My son will not show me OR my husband ANY kind of respect, he is asked simple things by us, and either flat out refuses to do it, or throws the biggest fit in the world, we dont ask much of him, just simple things (garbage, litter box, not to act like a little thug etc.) but he just continues to be ignorant with our wishes, my older daughter is starting to be the same way, she wont listen, she literally laughs when we yell at her, and she thinks that when ever we are trying to punish her it is all a joke. I have talked with my sons father and he is fine if I send my son to live with him (this has been on going for a LONG time and we have tried everything we can think of trying to get him to change his ways) but, sending my daughter to her fathers is out of the question (I am currently pursuing a soul custody court order) besides, she seems to listen at least a

2007-05-18 12:39:11 · 18 answers · asked by ♥shannon c♥ 3 in Family & Relationships Family

little bit better when my son is not home. What the H*E*L*L am I supposed to do? My husband has told me that he cannot deal with this much longer. He knows it would break our heart if he left (at least mine and my girls) and I am fed up with my son as well. I dont want my son thinking that I would be sending him away just to please my husband, THAT IS NOT THE case. I just do not know what to do!! I can not take much more of it! My husband feels like he has to stay in our room to avoid any altercations and arguments that may happen, because whatever is said to my son, it just always turns out to be an argument. Help me please!

2007-05-18 12:42:35 · update #1

***Also, it is court ordered that my son will be going to his dads for the summer, but I honestly cant say that I want him to come back for the new school year. Am I really wrong for wanting to see if he can better his behavior by having him stay at his dads?

2007-05-18 12:58:36 · update #2

18 answers

My 18 year old son moved out on his 18th birthday. He was a horrible influence on my 16 year old daughter for many years. He climbed in and out of windows in the night, drank, had sex, did drugs, got expelled from school and basically fought any kind of authority figure including his parents. He didn't want to live by our rules and just up and left. Our home has been a very peaceful, soft, quiet and family oriented home ever since. My daughter saw the destruction that he caused and decided to change her ways immediately. She is now on the B honor roll and is very loving. I think it was caught in time. Hang in there with your daughter and be very very firm with your son, even if that means him not living there with you. You will see the changes in your daughter and perhaps your son as well. This situation with me is with me and their step dad. That was half the problem. You made the decision to marry and stay with this man. Treat him as a part of the family including all decisions and be a united front. Your son will see that he will not win.

2007-05-18 12:47:24 · answer #1 · answered by montana657 2 · 0 0

You are a MOTHER and should never QUIT that easy! It sounds like both your children have had no discipline and from the looks of it, the pattern will remain the same - unless you finally DO something about it. Do NOT give up on your son. Mother's are not about taking the EASY way out. It shows we're failures that way. If he goes away he will never forgive you and he will feel unloved and HATE you for giving up on him - forever.
You should look into enrolling him in a discipline / behavior course or perhaps Karate - educate his mind, body, attitude, self confidence, and he will learn self control.
Did you ever wonder why he misbehaves? What is the ROOT of his actions? Could it be because he feels neglected? Does your husband mistreat him? Do you ever get involved in his life? Does he have behavioral trouble in school? Have you made an effort to speak with his teachers? Is someone bullying him around? Ask yourself these questions before doing anything STUPID you will regret one day!
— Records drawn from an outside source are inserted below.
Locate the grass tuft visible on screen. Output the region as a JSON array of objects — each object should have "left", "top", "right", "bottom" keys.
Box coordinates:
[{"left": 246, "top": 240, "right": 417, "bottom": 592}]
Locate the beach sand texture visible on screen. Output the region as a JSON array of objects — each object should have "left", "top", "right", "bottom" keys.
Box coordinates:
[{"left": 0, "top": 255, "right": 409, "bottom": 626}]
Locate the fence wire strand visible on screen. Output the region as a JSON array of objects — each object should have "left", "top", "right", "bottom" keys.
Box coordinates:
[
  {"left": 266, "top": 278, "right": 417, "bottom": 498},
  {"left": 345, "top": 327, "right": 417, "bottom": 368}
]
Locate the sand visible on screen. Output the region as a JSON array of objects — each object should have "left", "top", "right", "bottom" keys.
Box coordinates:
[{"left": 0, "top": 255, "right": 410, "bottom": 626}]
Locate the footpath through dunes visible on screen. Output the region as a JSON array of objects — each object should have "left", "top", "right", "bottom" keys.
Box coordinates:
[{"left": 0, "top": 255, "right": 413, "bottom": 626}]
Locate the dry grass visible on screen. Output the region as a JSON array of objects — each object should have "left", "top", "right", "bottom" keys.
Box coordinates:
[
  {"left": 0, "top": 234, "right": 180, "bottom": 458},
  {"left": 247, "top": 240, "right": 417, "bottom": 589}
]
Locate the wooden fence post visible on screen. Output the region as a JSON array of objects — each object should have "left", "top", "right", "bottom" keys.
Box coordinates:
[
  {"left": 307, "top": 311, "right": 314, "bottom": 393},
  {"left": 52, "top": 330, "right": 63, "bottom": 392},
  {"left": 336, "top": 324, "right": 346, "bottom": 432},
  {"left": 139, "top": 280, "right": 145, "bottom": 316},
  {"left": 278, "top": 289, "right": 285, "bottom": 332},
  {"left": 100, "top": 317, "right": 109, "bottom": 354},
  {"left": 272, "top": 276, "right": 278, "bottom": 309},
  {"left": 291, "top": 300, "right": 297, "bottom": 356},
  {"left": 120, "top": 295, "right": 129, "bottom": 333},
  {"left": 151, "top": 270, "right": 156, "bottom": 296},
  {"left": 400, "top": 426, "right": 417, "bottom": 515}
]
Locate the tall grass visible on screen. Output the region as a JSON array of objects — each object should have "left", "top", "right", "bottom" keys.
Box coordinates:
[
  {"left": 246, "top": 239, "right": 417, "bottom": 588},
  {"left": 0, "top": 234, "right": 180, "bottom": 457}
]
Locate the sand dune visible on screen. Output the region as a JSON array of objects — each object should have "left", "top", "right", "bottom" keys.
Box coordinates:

2007-05-18 13:21:14 · answer #2 · answered by Anonymous · 0 0

Sounds as though the best thing is to have the son stay with his father. You do need to keep some type of relationship with the son though. Maybe talking to the boys father you can get it to where your son does quit acting the way he does. He might be confused with the breakup of his mom & dad and he doesn't want the change that is happening in his life. When I got divorsed, it was a bad one, and my son ended up getting the worse of it. He felt pulled apart. His mother didn't want him to have anything to do with me, just as she didn't want me to have anything to do with my parents. He pulled away just like I did from her. I talked to him about it telling him that his mother & I just didn't get along. He was even to the point where he thought it was his fault. He needs to know that he is loved by both parents. Also, he needs to know that his parents still care about how the other is doing. I ask him how his mother is doing. Her & I never talk and so I ask him. At first he just said "ok." but now he has gotten to the point where he tells me how she has been feeling. Your son is just small, but when you get to see him, you need to talk to him, show him that you do care for him and for his dad. Things are just different between you and his dad now. Divorse, I think, hurts the kids the most.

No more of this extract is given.